After that, the global closest cluster pairs are merged.
The processors continue updating the affinity values
globally and merging the closest cluster pair at next
level until all items are in one cluster. The major
steps are outlined below.
Step 1: Partitioning data set among parallel
processors. The way to distribute data set among
processors is critical to the entire parallel clustering
process. Since the clustering is on items rather than
on transactions and the data set is in the form of
vertical bit sets, the best and efficient way is to split
the bit sets among the processors. Intuitively, the bit
sets ought to be divided into n continuous chunks
among n processors, such as {b1, b2, … bk}, {bk+1,
bk+2, … b2k}, … {b(n-1)k+1, b(n-1)k+2, … bnk}, where k is
the size of bit sets assigned to each machine and n is
the number of processors. The size of entire bit sets is
I = n*k. However, this approach proved to lead to a
poor load balance. Take the calculation of affinity for
example, only less than half of the affinities need to
be calculated due to the symmetric property of the
weighted confidence affinity. In another word, in an
I×I affinity matrix, only the affinities in the upper
triangle (not including the diagonal line) need to be
calculated. If the bit sets were divided into continuous
chunks, the first process would do the most amount of
calculation while the last process the least amount
(see Figure 3a). To solve this problem, we adopt the
modular approach. For example, in case of four
processors, the bit sets are first divided into groups of
four and then bit set partitioning among the
processors are carried out group by group. Each bit
set of a group is assigned to each processor
correspondingly (see Figure 3b).
Step 2: Calculation of affinities between cluster
pairs on parallel processors. We use equation (5) to
calculate the affinity between each pair of clusters on
every parallel processor. Calculation of affinities is
one of the expensive steps with the time complexity
of O(N*I2) where N is the number of transactions and
528528
I is the size of items. Although more than half of the
time is reduced when only the upper triangle of the
affinity matrix is calculated, we can speed up the
process even more with parallel processors. In the
affinity upper triangle, the ith bit set is supposed to
pair with the (i+1)th bit set, (i+2)
th bit set, etc. until
the last bit set (called following bit sets of ith bit set).

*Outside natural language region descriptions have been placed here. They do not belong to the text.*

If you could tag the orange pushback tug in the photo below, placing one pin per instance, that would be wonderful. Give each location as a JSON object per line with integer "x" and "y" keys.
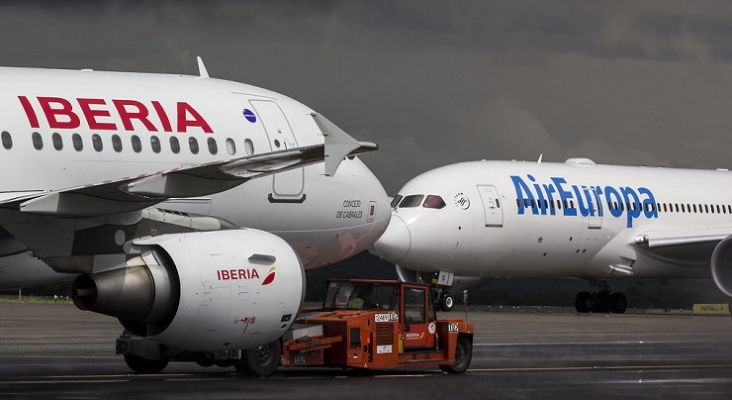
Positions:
{"x": 370, "y": 324}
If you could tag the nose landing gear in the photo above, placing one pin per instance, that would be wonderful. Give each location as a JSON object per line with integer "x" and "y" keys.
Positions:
{"x": 601, "y": 301}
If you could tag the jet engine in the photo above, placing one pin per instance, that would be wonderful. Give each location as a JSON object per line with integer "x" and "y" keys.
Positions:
{"x": 202, "y": 291}
{"x": 722, "y": 265}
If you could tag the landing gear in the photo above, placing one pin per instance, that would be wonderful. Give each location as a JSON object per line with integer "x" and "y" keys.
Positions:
{"x": 618, "y": 303}
{"x": 582, "y": 302}
{"x": 143, "y": 366}
{"x": 260, "y": 361}
{"x": 602, "y": 301}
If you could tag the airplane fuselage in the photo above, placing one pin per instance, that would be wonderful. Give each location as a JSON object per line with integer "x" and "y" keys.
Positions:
{"x": 63, "y": 128}
{"x": 577, "y": 219}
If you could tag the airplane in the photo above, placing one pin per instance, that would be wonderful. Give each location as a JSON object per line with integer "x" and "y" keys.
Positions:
{"x": 578, "y": 219}
{"x": 188, "y": 207}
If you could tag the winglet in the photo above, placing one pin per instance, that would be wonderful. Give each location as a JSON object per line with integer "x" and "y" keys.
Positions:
{"x": 202, "y": 68}
{"x": 338, "y": 144}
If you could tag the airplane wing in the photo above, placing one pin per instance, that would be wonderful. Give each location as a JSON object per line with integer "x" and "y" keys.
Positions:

Our parallel approach slices the affinity triangle for
different processors as shown in Figure 3b. That is to
say the bit sets assigned to each processor (called
local bit sets) has to pair their following bit sets
globally. To save communication time, we store the
entire bit sets on each processor. Thus, the time
complexity of parallel affinity calculation is
decreased by n times, where n is the number of
parallel processors.
(a) Bit sets divided into continuous chunks
(b) Bit sets divided into even groups
Figure 3. Partitioning of the bit sets
So far, the calculation of affinities is completed
on each processor. But it doesn’t mean that the entire
affinity calculation process is completed. Each
processor only calculates part of the affinities. The
affinities calculated locally need to be collected and
broadcast to all processors. Finally, the affinities in
the upper triangle have to be mirrored to the lower
triangle to complete the affinity calculation process.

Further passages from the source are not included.